L’analisi condotta dalla Commissione europea – European Innovation Scoreboard 2021 – è frutto della misurazione di quattro principali macro-indicatori quali condizioni strutturali, investimenti, attività innovative e impatti. Per ciascuno di questi sono definite 3 dimensioni dell’innovazione, per un totale di 32 indicatori analizzati.
Le parole della Commissaria per la Coesione e le riforme, Elisa Ferreira:
“L’innovazione è sempre più uno dei fattori decisivi per promuovere lo sviluppo e la convergenza in tutta l’Unione Europea. Sebbene questi importanti studi evidenzino i progressi compiuti in gran parte d’Europa, permane un notevole divario di innovazione, in particolare per le regioni meno sviluppate e periferiche. Affrontare il divario di innovazione è fondamentale per la coesione economica, sociale e territoriale. I fondi di coesione continueranno a promuovere strategie di innovazione intelligenti e basate sul territorio.”
In Europa circa i due terzi della crescita della produttività negli ultimi dieci anni, è figlia dell’innovazione.
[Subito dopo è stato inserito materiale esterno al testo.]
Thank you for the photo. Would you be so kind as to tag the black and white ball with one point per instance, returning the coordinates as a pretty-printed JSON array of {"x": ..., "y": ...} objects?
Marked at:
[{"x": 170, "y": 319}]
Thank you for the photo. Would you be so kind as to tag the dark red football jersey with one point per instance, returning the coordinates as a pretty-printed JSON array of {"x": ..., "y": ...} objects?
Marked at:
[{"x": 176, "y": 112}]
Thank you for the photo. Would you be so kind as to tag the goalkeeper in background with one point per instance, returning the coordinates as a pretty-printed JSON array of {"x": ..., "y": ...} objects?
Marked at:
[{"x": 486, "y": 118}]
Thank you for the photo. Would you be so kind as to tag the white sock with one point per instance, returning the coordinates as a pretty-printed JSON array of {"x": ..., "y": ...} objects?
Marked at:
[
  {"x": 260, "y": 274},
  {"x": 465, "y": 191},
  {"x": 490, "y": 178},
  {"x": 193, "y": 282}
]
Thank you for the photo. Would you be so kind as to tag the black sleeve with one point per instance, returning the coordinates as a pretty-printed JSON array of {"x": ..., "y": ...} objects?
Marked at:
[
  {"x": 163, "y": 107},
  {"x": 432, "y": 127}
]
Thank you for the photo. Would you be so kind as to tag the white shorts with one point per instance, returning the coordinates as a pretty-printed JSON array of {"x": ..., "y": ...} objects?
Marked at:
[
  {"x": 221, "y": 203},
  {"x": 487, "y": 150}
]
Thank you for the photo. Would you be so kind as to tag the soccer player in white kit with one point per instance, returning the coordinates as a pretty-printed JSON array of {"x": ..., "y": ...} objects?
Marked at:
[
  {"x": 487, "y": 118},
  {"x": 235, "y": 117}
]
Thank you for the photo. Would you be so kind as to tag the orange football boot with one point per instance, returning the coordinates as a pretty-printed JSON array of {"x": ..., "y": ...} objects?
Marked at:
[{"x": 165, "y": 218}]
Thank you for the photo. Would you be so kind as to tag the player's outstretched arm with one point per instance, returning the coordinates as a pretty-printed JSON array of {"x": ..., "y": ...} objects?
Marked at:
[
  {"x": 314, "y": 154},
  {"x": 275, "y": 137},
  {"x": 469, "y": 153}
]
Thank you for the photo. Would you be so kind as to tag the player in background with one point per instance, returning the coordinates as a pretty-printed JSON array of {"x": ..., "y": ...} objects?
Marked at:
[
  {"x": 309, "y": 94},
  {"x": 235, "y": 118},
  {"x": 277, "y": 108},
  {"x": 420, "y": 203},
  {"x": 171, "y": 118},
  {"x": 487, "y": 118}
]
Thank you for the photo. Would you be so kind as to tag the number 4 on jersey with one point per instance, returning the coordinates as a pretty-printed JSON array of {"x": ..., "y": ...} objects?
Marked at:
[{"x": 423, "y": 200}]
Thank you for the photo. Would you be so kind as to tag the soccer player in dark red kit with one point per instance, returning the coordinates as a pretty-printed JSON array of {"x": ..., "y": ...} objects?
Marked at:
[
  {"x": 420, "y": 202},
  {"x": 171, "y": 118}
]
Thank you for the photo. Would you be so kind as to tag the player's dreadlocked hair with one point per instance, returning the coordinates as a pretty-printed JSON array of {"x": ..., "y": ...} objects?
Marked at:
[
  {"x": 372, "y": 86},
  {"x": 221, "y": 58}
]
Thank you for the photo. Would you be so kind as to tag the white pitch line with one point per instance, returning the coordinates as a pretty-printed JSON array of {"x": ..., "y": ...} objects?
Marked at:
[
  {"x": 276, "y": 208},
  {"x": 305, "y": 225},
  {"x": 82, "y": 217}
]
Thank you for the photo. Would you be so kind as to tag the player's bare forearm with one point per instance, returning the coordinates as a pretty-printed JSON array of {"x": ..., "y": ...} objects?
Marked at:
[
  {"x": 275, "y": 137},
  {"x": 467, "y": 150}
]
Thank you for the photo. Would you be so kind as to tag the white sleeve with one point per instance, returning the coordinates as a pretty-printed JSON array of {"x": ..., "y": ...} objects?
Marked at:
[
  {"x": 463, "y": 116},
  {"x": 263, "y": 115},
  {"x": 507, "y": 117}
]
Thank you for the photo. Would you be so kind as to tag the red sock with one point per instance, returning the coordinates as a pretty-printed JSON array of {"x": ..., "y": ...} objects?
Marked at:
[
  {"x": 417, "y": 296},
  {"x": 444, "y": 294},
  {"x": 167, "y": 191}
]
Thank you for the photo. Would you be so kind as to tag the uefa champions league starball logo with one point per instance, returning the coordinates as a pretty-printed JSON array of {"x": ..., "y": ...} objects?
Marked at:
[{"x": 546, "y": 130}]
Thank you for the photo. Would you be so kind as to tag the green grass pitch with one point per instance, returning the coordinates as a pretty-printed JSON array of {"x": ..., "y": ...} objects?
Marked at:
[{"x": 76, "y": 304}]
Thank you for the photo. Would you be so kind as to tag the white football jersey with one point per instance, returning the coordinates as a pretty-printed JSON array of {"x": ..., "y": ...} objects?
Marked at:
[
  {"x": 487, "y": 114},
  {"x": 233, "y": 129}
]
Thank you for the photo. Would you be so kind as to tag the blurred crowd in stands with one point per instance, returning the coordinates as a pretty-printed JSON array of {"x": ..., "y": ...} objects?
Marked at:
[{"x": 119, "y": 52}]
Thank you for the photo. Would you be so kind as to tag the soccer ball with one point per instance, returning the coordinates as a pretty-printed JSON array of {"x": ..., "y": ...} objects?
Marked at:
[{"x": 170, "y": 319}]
L’innovazione nei Paesi Europei è cresciuta di 12,5 punti percentuali dal 2014 e l’Italia è tra i Paesi che hanno registrato il maggior incremento, insieme a Cipro, Estonia, Grecia e Lituania, con una crescita superiore al 25%.
Non male, potremmo dire.
Ma continuiamo a leggere i dati: l’Italia guadagna un punteggio di 7.4 rispetto al valore medio europeo di 19.9, riferito all’esistenza di profili non-innovatori ma con potenzialità di innovare, mentre si avvicina alla media europea per presenza sul territorio di non innovatori perché non predisposti all’innovazione.
Quali sono allora gli ostacoli che impediscono a questi ultimi di approcciare all’innovazione?
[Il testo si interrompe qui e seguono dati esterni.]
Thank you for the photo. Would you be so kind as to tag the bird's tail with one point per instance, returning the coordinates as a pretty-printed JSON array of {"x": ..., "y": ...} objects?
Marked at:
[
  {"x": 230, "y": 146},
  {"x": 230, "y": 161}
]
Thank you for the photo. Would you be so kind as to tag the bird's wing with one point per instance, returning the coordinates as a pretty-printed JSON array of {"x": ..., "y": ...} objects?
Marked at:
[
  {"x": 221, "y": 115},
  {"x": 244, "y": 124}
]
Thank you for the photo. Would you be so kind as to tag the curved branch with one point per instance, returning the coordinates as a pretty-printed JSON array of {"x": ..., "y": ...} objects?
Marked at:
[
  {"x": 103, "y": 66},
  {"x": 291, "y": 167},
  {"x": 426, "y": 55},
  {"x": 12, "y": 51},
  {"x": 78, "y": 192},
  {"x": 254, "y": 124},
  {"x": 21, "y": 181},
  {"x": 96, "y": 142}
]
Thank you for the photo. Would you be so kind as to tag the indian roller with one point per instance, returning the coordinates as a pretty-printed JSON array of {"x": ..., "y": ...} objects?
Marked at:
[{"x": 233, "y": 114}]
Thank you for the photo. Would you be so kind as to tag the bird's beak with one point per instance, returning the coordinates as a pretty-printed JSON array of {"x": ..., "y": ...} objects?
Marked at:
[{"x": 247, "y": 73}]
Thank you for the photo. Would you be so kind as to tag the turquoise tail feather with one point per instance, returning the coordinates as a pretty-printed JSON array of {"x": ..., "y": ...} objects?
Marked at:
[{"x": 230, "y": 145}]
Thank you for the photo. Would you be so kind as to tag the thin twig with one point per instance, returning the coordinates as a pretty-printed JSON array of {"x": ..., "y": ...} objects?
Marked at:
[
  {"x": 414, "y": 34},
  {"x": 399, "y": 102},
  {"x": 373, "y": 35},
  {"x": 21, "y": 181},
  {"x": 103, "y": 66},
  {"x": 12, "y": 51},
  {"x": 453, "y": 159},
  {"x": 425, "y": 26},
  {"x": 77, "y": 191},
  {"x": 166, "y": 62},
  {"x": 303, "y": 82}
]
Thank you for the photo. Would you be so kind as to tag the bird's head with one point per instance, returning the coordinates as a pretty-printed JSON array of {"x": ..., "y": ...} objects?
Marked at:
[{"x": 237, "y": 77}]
Facciamo un passo indietro e cerchiamo prima di capire meglio cosa si intende per innovazione.
L’innovazione è una novità che modifica, spesso radicalmente, lo stato attuale delle cose, apportando un beneficio prima non esistente.
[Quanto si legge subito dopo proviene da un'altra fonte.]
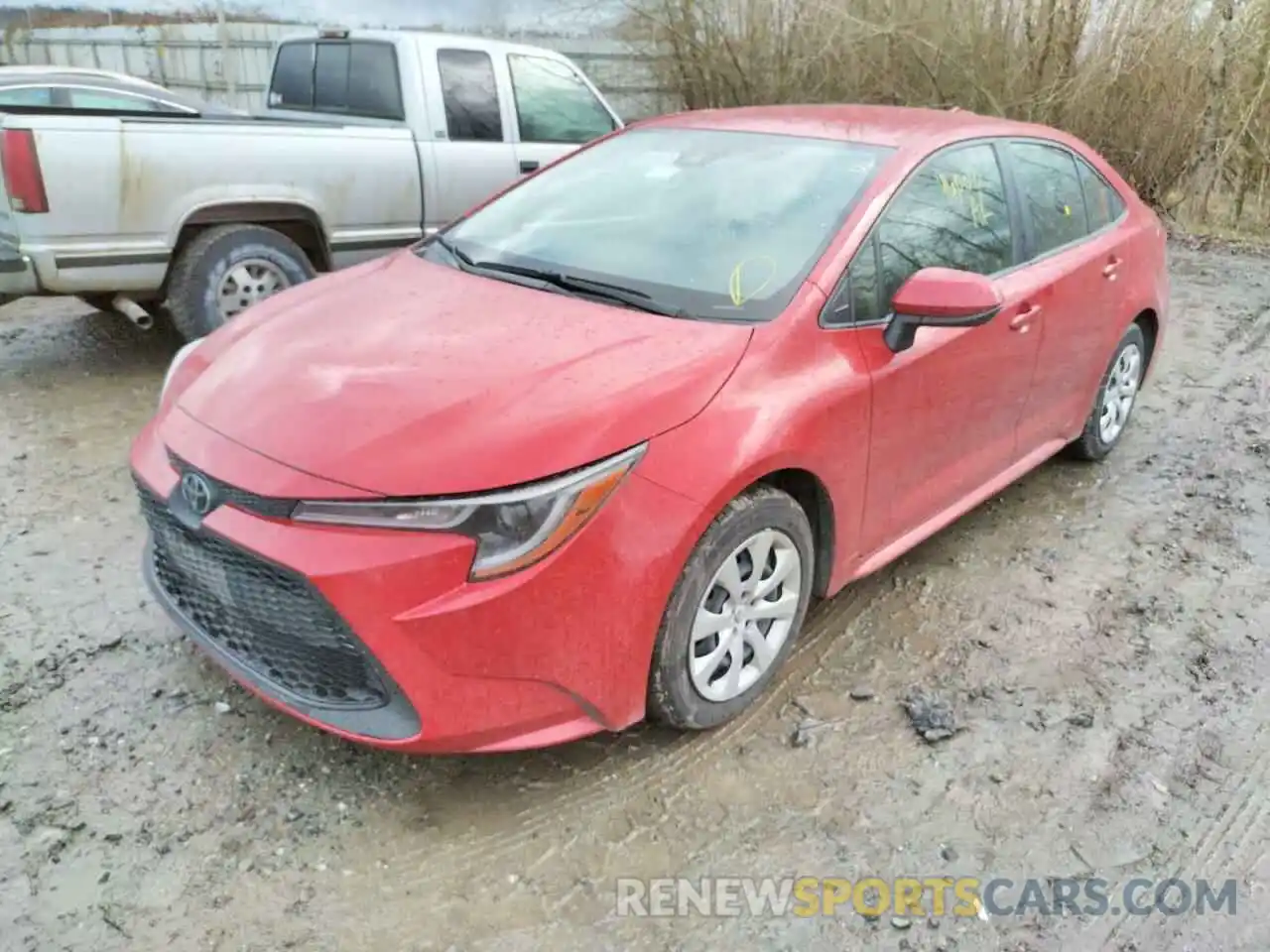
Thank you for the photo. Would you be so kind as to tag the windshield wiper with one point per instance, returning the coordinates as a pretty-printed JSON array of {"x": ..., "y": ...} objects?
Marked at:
[
  {"x": 630, "y": 298},
  {"x": 463, "y": 259}
]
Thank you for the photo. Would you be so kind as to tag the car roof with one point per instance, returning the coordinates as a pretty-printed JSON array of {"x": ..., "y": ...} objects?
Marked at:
[
  {"x": 45, "y": 73},
  {"x": 103, "y": 80},
  {"x": 892, "y": 126}
]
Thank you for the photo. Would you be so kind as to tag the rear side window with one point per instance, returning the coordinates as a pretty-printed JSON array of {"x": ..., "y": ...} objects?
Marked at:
[
  {"x": 1101, "y": 202},
  {"x": 357, "y": 77},
  {"x": 472, "y": 112},
  {"x": 293, "y": 85},
  {"x": 553, "y": 103},
  {"x": 1051, "y": 191}
]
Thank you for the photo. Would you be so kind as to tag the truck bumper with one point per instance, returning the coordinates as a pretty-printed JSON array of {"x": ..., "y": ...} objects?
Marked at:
[{"x": 18, "y": 276}]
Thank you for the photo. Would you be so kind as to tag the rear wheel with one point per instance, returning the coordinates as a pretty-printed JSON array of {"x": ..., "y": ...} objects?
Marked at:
[
  {"x": 735, "y": 612},
  {"x": 226, "y": 270},
  {"x": 1118, "y": 393}
]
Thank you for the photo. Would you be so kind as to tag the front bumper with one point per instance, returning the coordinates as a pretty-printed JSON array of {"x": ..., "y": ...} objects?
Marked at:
[{"x": 547, "y": 655}]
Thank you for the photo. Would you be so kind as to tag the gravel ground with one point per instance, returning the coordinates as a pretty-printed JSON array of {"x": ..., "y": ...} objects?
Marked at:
[{"x": 1098, "y": 634}]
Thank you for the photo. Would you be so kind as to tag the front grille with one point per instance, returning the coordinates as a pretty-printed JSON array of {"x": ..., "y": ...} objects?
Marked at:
[
  {"x": 268, "y": 620},
  {"x": 268, "y": 507}
]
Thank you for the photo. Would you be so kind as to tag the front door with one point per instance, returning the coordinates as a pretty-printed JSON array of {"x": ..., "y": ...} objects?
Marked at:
[
  {"x": 557, "y": 111},
  {"x": 476, "y": 157},
  {"x": 1071, "y": 216},
  {"x": 945, "y": 413}
]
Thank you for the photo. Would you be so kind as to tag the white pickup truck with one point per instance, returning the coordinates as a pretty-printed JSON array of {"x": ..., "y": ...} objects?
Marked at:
[{"x": 368, "y": 141}]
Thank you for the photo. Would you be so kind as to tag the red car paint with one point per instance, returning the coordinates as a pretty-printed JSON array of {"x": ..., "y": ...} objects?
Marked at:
[{"x": 402, "y": 377}]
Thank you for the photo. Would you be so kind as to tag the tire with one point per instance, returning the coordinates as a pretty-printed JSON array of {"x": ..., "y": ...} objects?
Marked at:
[
  {"x": 674, "y": 696},
  {"x": 1095, "y": 443},
  {"x": 195, "y": 281}
]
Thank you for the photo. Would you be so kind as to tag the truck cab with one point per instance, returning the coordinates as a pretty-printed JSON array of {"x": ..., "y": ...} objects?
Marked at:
[{"x": 481, "y": 112}]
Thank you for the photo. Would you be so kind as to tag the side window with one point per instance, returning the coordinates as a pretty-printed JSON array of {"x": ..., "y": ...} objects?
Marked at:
[
  {"x": 375, "y": 81},
  {"x": 1101, "y": 202},
  {"x": 1049, "y": 189},
  {"x": 471, "y": 95},
  {"x": 27, "y": 95},
  {"x": 553, "y": 104},
  {"x": 293, "y": 85},
  {"x": 951, "y": 213},
  {"x": 357, "y": 79},
  {"x": 121, "y": 102}
]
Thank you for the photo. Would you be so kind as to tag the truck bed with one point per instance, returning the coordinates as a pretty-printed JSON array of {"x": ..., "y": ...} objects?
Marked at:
[{"x": 121, "y": 189}]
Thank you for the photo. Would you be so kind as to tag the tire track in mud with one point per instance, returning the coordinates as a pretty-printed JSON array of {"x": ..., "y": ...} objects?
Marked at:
[
  {"x": 1243, "y": 811},
  {"x": 608, "y": 787},
  {"x": 1243, "y": 814}
]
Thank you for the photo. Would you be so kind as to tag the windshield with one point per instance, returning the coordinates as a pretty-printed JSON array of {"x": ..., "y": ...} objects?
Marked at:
[{"x": 710, "y": 223}]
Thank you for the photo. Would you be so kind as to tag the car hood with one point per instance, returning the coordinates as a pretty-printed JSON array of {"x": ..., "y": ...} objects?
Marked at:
[{"x": 407, "y": 377}]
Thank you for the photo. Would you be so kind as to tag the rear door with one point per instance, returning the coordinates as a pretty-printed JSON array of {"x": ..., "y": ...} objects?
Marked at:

Quindi, l’innovazione può avere a che fare con la tecnologia, ma non necessariamente. Certo è che la digitalizzazione e l’avvento delle nuove tecnologie promuovono e facilitano il processo innovativo nelle imprese.
E se un tempo l’innovazione era un privilegio solo delle grandi imprese che potevano vantare grandi capitali da investire, col tempo e soprattutto grazie agli incentivi pubblici previsti dagli ultimi governi, anche per le imprese di piccole e medie dimensioni, si materializza la possibilità di innovare prodotti e processi.
La mancanza di risorse finanziarie interne da destinare agli investimenti in innovazione è infatti uno dei principali problemi per le imprese, in particolar modo per quelle di piccole dimensioni. Sono soprattutto queste che restando inermi nell’attuale scenario economico, rischiano di essere sopraffatte dalla concorrenza.
L’innovazione è un processo e all’interno dell’azienda va gestito come tale, combinando interventi sui principali asset: persone, processi e infrastruttura tecnologica, come previsto dal metodo Ristrutturazione IT.
Come riportato dai dati sopra analizzati, sono diverse le imprese che vorrebbero innovare, il cui istinto è però frenato anche dalla forte incertezza che caratterizza la domanda di mercato, di difficile previsione nel caso di un prodotto innovativo in virtù dell’assenza di dati storici da analizzare.
Non meno problematico è l’accesso ai finanziamenti pubblici e alle agevolazioni fiscali previste, che richiedono competenze specifiche da ricercare presso consulenti esterni.
L’offerta sul mercato di un prodotto innovativo è solo l’ultimo step di un processo articolato che vede l’innovazione scorrere prioritariamente all’interno dell’organizzazione. Non è possibile innovare senza una cultura aziendale ben consapevole dell’importanza di principi come la valorizzazione delle risorse umane e il miglioramento continuo.
Gli imprenditori spesso lamentano la carenza di competenze dei propri dipendenti piuttosto che l’inefficienza delle procedure interne o degli impianti di produzione, che rallentano inevitabilmente l’impresa nella corsa con la concorrenza.
Sicuramente la strategia vincente non prevede l’inettitudine, ma risiede nel combinare la capacità di valorizzare le risorse a disposizione con il coraggio di prendere atto prima e di sovvertire poi gli elementi di debolezza.